So I've been a bit ill.
I don't get ill really. Not properly, visit-the-doctors,
spend-days-in-bed ill. I regularly get a bit of a cold or whatever
and feel a bit sorry for myself (and moan a lot, and make a lot of
soup) but I still do everything I would normally do. I tried that
this time, and ended up leaving work half way through a shift and
calling in sick for the first time in three years. Ah well. The point
of this preamble is not for sympathy, but to discuss food choices. I
found myself becoming a child again. I was sitting on a sofa, under
the same duvet I had when I was ill as a kid, eating tinned tomato
soup. Boiled eggs mashed up in a cup. All it needed was white bread spread with margarine
to go with it. Brilliant (yet terrible at the same time).
Now I'm feeling loads
better. I've started getting bored at home, want go running, go to
the pub. (I probably shouldn't do either of those things quite
yet...) But I'm not ready to stop regressing. I've always loved
spaghetti bolognese. We had mince most Tuesdays when I was growing
up, and whenever I saw it defrosting I would always campaign for
spaghetti bolognese. More often than not we'd have mince and tatties,
as we had pasta on Mondays. My mum was against having
the same carbs two days in a row. Eventually she gave in to my
campaigning with a weary “If you really want spaghetti bolognese,
you make it.” As such, this is a recipe I've been honing since I
was about twelve.
I'm aware there are
lots of much easier ways to make a bolognese – often involving a
well known brand of pasta sauce – but I've
worked out this recipe throughout the last, erm, fifteen years? For many of those years I was very skint, so this recipe can also make 1lb of mince feed at least four people.
A note on pasta... I
will always call this spaghetti bolognese even though we often don't
have spaghetti in the house. I use whatever shape of pasta we've
bought in industrial sized bags. This week, penne. Most
importantly, if you want your pasta to taste of something make sure
you stir it into the bolognese while it's on the heat. You don't want
a pile of pasta, then a pile of bolognese. The pasta will be
horrible. Bolognese is a sauce and it's supposed to coat the
pasta properly.
This is almost
certainly not authentic.
My version of
Bolognese
Ingredients:
1lb decent steak mince (I think that's probably about 450grammes?)

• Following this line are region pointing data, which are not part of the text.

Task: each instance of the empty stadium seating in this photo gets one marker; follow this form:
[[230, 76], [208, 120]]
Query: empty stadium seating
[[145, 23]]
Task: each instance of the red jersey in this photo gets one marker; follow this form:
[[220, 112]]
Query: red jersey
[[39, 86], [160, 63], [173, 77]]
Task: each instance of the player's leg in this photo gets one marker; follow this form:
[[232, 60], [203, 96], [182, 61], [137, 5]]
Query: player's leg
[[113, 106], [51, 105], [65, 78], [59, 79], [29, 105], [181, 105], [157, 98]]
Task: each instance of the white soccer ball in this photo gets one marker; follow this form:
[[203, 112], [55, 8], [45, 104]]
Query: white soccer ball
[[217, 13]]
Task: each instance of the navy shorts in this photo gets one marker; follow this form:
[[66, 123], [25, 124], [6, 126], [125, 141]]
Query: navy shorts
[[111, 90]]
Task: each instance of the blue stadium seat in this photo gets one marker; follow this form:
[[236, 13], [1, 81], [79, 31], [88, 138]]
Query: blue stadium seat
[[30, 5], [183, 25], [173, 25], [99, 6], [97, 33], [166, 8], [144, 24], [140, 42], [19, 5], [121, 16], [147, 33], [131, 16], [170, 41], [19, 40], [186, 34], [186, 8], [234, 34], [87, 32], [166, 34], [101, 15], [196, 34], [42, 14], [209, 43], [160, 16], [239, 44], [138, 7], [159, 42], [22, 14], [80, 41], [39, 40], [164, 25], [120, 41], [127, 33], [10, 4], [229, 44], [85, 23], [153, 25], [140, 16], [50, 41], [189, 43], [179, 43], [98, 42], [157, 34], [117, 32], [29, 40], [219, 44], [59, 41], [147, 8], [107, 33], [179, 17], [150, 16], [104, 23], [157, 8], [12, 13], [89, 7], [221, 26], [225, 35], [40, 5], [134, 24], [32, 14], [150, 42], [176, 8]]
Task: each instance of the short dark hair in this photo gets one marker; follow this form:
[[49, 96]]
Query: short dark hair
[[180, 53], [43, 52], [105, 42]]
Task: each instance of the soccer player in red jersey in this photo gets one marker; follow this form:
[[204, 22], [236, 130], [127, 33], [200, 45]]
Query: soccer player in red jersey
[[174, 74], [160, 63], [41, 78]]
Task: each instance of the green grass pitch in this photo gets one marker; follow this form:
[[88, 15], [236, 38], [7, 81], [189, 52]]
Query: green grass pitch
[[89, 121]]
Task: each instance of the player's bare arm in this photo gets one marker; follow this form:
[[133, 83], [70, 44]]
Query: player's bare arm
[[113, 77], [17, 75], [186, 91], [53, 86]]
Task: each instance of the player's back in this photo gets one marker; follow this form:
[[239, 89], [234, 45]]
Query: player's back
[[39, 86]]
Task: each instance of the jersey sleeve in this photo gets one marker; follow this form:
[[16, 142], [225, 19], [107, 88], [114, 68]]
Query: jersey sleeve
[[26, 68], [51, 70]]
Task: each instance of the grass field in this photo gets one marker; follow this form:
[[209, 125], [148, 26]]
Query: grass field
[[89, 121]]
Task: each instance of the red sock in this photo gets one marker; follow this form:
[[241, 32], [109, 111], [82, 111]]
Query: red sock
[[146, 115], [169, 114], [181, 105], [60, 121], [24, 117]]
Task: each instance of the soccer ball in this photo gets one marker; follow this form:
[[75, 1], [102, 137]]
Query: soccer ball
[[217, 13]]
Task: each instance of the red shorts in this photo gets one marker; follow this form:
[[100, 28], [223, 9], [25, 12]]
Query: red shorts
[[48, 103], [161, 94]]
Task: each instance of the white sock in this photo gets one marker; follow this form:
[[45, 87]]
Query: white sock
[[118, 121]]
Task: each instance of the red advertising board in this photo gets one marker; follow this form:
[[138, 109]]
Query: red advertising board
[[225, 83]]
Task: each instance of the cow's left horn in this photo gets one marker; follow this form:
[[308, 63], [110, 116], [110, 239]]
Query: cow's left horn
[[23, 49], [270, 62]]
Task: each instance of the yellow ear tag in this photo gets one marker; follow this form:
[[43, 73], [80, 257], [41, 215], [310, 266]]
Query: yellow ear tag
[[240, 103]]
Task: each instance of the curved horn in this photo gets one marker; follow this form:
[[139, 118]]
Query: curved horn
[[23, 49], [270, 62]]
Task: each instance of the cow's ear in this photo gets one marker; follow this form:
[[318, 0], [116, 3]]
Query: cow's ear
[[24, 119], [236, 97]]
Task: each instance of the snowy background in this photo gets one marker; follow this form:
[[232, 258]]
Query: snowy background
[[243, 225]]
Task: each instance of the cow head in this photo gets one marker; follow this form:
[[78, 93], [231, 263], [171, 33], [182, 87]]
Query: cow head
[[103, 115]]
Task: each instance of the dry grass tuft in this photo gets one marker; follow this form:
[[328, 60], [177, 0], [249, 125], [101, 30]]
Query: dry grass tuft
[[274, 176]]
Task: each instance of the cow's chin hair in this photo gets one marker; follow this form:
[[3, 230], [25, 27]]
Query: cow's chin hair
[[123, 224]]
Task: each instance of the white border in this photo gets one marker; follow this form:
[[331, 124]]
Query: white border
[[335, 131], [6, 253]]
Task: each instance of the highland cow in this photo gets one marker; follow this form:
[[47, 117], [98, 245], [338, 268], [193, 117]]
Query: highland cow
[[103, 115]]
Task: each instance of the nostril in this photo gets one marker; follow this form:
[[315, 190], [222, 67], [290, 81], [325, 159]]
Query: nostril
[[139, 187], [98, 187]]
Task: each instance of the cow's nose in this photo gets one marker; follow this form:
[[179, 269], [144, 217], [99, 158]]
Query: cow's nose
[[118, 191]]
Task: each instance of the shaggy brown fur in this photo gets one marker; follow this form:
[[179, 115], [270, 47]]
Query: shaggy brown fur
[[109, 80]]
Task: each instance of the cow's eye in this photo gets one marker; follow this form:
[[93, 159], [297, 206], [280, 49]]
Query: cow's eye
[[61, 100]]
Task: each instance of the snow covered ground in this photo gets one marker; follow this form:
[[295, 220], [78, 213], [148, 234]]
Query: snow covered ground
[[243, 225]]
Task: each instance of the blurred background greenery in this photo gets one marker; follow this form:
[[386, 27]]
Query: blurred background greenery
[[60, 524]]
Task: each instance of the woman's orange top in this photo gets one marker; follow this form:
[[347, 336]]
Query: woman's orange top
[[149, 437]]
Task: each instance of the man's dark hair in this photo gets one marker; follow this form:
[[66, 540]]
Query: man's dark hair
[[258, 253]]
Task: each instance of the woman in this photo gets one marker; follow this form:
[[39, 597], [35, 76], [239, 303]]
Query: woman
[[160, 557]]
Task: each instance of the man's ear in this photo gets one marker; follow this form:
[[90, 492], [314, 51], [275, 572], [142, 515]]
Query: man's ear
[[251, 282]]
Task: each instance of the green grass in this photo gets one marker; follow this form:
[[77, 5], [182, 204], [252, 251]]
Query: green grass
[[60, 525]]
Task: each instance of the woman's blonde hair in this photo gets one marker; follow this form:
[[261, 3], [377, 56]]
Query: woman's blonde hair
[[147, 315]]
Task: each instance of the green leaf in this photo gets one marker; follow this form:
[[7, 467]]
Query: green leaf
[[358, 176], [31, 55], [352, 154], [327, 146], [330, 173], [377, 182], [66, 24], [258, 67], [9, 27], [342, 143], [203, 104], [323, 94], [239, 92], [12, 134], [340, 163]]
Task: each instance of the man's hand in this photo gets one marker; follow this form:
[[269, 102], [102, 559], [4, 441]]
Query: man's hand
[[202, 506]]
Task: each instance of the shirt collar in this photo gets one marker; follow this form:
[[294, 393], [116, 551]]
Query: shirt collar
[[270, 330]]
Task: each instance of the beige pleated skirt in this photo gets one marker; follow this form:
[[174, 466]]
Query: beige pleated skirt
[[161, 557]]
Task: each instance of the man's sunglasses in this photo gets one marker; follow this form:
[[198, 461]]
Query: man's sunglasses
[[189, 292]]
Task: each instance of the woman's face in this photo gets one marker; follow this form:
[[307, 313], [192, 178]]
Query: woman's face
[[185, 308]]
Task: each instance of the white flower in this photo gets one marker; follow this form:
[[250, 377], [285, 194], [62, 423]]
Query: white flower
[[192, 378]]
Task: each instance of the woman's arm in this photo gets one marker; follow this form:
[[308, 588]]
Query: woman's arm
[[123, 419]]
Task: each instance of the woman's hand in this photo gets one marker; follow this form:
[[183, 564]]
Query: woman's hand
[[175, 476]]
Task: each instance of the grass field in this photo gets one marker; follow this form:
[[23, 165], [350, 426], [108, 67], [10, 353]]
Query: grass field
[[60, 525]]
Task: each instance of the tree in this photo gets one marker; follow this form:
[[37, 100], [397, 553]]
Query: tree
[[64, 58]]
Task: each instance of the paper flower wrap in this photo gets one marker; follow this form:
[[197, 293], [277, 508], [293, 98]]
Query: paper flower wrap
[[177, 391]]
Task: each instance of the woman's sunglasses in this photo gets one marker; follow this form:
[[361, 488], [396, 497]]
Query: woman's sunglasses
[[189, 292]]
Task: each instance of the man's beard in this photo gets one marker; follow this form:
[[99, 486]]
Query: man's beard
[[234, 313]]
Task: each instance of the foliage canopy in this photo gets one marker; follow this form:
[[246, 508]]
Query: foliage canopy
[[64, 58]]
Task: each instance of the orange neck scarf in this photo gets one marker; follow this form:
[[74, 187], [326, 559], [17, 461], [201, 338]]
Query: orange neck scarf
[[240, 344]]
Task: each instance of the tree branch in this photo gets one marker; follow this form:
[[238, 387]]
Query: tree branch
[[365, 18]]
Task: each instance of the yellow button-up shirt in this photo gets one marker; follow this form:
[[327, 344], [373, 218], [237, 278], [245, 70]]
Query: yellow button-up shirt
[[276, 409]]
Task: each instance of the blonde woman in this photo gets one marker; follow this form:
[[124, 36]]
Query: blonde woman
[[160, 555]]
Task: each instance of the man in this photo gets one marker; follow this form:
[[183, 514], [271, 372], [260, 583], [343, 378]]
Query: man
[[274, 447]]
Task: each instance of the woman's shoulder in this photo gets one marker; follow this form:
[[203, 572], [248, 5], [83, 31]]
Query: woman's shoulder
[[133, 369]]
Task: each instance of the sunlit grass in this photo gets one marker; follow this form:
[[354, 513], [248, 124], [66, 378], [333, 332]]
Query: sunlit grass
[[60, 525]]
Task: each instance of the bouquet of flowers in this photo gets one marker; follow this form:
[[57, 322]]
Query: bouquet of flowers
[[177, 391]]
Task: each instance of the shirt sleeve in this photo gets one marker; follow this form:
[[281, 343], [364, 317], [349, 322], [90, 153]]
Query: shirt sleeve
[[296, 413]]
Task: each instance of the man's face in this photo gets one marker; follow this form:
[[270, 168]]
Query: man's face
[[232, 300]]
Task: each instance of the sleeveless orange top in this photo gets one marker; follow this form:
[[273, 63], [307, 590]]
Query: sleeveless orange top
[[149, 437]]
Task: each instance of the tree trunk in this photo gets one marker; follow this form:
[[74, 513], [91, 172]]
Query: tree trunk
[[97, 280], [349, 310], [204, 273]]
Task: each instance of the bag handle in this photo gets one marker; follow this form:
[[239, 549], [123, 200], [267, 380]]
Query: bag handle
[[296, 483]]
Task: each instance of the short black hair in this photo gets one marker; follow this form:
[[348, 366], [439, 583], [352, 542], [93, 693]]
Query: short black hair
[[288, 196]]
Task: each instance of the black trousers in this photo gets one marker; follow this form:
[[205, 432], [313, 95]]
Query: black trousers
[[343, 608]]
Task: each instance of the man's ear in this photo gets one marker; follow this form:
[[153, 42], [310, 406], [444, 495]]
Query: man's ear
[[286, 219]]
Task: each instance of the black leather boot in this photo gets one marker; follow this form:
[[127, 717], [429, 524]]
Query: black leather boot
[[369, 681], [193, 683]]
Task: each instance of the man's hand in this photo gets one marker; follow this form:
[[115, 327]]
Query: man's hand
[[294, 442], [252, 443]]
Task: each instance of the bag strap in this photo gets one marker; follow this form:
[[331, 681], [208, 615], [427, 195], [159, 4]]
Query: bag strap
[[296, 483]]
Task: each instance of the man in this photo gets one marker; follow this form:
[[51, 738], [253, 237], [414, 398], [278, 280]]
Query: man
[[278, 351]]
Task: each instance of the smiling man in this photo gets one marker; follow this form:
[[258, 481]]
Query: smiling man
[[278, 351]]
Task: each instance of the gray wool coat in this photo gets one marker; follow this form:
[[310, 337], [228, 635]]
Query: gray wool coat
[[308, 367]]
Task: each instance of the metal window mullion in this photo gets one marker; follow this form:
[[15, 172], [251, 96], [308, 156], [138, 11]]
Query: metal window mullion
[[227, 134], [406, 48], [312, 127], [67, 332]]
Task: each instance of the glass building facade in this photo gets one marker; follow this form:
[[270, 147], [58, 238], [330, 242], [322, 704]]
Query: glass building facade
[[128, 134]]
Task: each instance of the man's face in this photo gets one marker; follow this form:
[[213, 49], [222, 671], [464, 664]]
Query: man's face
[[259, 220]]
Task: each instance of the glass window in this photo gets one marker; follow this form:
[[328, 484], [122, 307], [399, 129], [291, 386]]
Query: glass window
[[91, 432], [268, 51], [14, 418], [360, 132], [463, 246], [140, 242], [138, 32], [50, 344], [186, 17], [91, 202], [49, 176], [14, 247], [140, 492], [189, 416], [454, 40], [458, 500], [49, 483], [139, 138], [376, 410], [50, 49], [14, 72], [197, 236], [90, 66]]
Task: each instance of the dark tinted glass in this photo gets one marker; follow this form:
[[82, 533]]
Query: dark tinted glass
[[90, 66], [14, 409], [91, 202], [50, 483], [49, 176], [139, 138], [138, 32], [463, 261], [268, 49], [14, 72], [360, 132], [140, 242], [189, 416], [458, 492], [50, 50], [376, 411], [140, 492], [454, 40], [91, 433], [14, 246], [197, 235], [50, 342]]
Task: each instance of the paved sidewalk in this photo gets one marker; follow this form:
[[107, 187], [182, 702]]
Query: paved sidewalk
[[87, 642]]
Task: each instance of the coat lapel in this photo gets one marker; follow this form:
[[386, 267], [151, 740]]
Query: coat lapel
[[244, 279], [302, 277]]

4 rashers of smoked streaky bacon diced up/or a small pack of lardons
2 onions, finely chopped
a carrot, peeled and finely chopped
2 sticks of celery, finely chopped
6 or so chestnut or button mushrooms, chopped
a red or orange pepper, finely chopped
3 cloves of garlic, finely chopped
a big glass of red wine
a tin of tomatoes
2 tablespoons of tomato puree
a splash of milk (optional, but I think it adds a bit of richness and
helps bring it
all together)
1 teaspoon dried oregano
1 teaspoon dried thyme/some fresh thyme
2 dried bay leaves
plenty of salt and pepper
- First,
in a big pan, fry off your bacon/lardons until it's going a bit
crispy and tasty. Resist the urge to eat a bit of it out of the pan. (actually eat a bit of it, there's nothing better than fried smoked bacon)
- Add
the onions, carrots, celery and pepper, a big pinch of salt and give
it a stir. Now shove a lid on and leave it for five – ten minutes.
It should be on a lowish heat, so everything starts to sweat but not
colour.
- Add
the mince and garlic, and stir it a bit then let it brown. Stir it
occasionally for five minutes until there aren't any pink bits left
in the meat.
- Add
the mushrooms and tomato puree, stir, then cook for another five minutes.
- Add
the red wine and turn up a bit to bubble off the alcohol.
- Add
everything else (tomatoes, herbs etc.), give it a good stir, turn it
right down and pop the lid on. Now cook it for about an hour,
stirring occasionally.
- Keep an eye on it – it should reduce and get
quite thick. If you think it looks a bit wet, take the lid off for a
while. Keep tasting it and checking for seasoning. (if you don't have
an hour and a half to make your bolognese you can cook it on a higher
heat for less time, it just won't be quite as rich. I'd still give it
half an hour of simmering if you can)
- If
you've got four people round for dinner, cook your pasta and drain
it, before adding to the pan with the bolognese. If you're freezing
some of it, take some of the bolognese out and put it in some
tupperware, then stir your pasta into the rest of it. Cook the pasta
in the bolognese for thirty seconds – a minute.
There
we go! Serve with grated parmesan, salad etc. It probably doesn't
need garlic bread, but sometimes it's nice to have a carb overload.
I
promise to do more adventurous food soon. Probably when I've finished
the antibiotics and stopped regressing.